The Data Science Lab

Spiral Dynamics Optimization with Python

Dr. James McCaffrey of Microsoft Research explains how to implement a geometry-inspired optimization technique called spiral dynamics optimization (SDO), an alternative to Calculus-based techniques that may reach their limits with huge neural networks.

Training a neural network is the process of finding good values for the network's weights and biases.

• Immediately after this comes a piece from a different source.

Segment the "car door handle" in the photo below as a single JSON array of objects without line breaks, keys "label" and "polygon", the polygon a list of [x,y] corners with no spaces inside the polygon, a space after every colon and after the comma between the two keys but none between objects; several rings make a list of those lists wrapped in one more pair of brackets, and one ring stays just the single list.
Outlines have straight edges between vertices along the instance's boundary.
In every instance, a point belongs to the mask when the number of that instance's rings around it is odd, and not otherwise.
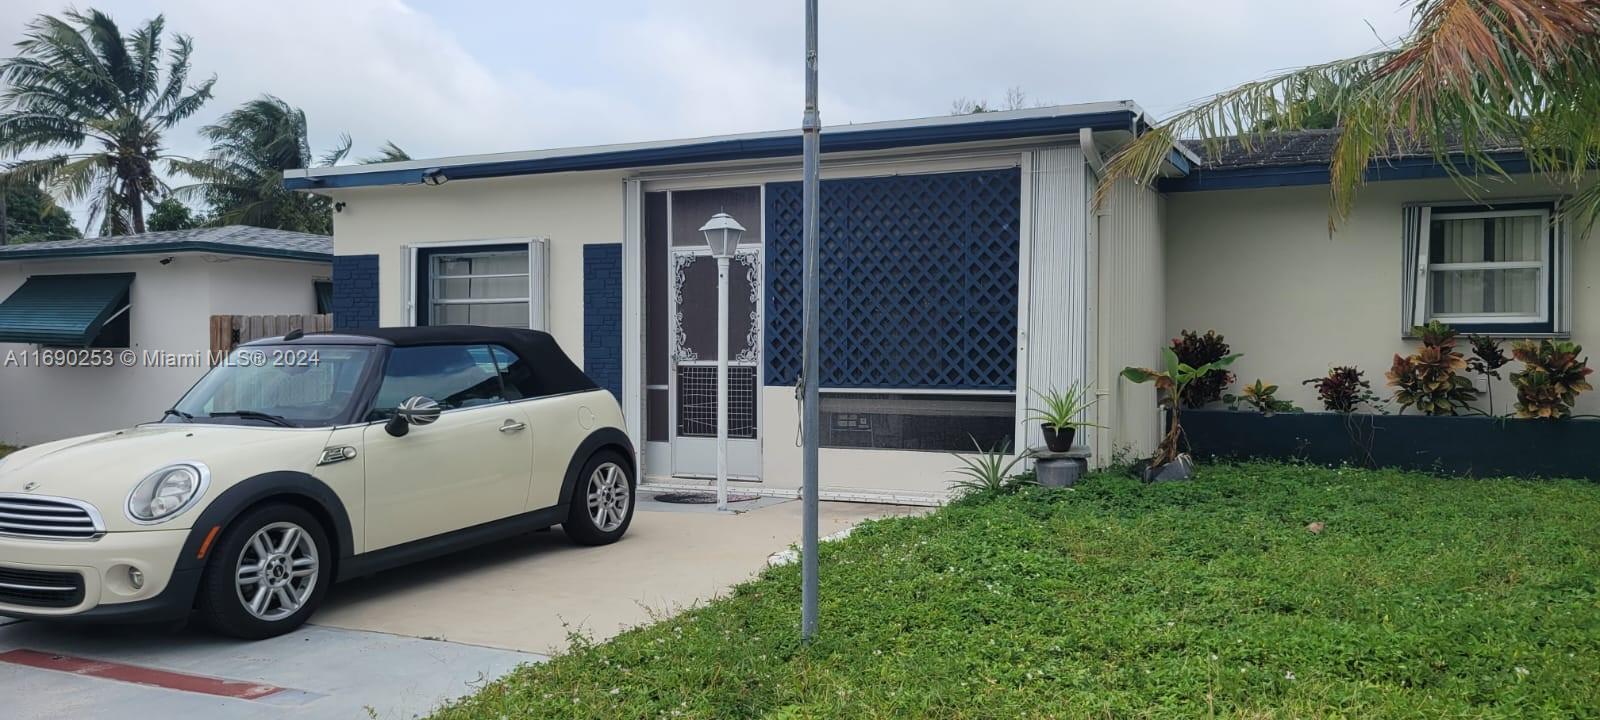
[{"label": "car door handle", "polygon": [[525,422],[517,422],[516,420],[507,420],[504,425],[500,426],[500,432],[503,432],[503,433],[514,433],[514,432],[517,432],[519,430],[526,429],[527,427],[528,427],[528,424],[525,423]]}]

Put another way, training a neural network is the process of using an optimization algorithm of some sort to find values for the weights and biases that minimize the error between the network's computed output values and the known correct output values from the training data.

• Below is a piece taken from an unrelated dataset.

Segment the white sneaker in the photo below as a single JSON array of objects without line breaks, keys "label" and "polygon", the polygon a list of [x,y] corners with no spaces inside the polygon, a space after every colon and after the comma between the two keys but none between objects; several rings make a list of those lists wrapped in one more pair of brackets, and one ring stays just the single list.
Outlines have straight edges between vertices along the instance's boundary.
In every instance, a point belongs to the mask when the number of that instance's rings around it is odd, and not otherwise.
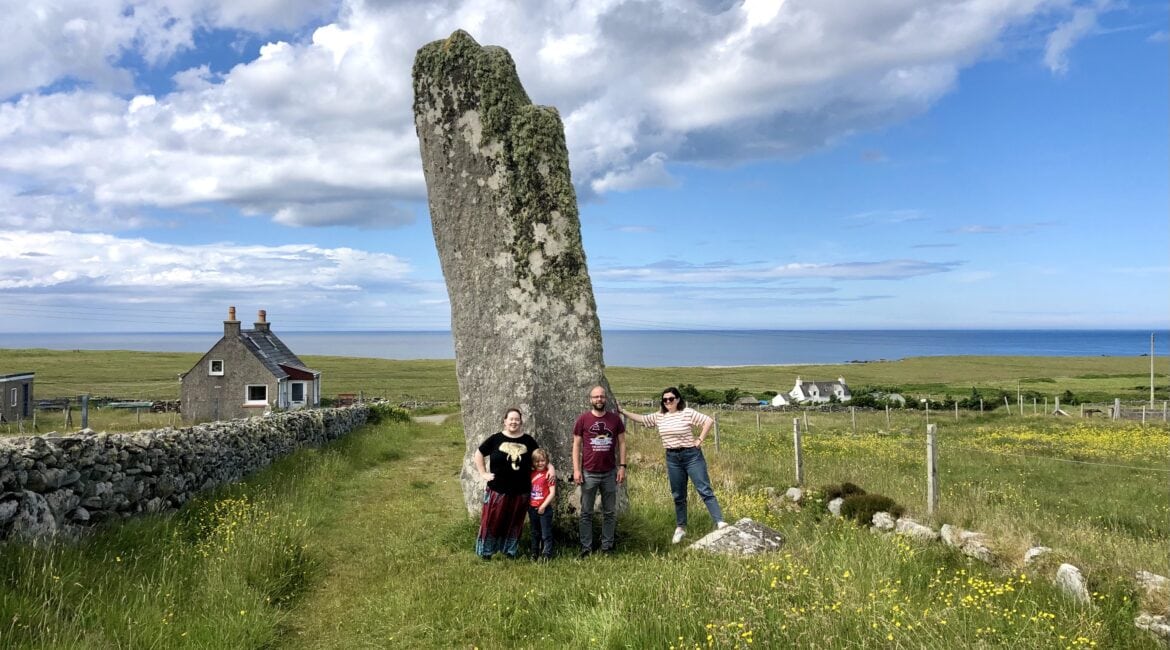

By far the most common form of optimization for neural network training is stochastic gradient descent (SGD). SGD has many variations including Adam (adaptive momentum estimation), Adagrad (adaptive gradient), and so on. All SGD-based optimization algorithms use the Calculus derivative (gradient) of an error function. But there are dozens of alternative optimization techniques that don't use gradients. Examples include bio-inspired optimization techniques such as genetic algorithms and particle swarm optimization, and geometry-inspired techniques such as Nelder-Mead (also known as simplex, or amoeba method).

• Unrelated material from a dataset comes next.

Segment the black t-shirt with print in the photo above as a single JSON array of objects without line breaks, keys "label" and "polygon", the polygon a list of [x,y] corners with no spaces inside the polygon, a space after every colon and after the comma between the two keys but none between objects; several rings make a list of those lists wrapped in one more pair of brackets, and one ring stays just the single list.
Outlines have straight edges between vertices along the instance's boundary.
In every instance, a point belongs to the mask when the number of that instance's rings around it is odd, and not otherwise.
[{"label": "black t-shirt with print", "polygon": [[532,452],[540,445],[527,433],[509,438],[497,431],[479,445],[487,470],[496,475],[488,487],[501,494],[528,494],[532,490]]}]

This article explains how to implement a geometry-inspired optimization technique called spiral dynamics optimization (SDO). A good way to see where this article is headed is to take a look at the screenshot of a demo program in Figure 1. The demo program uses SDO to solve the Rosenbrock function in three dimensions.

Figure 1: Using Spiral Dynamics Optimization to Solve the Rosenbrock Function.
[Click on image for larger view.] Figure 1: Using Spiral Dynamics Optimization to Solve the Rosenbrock Function.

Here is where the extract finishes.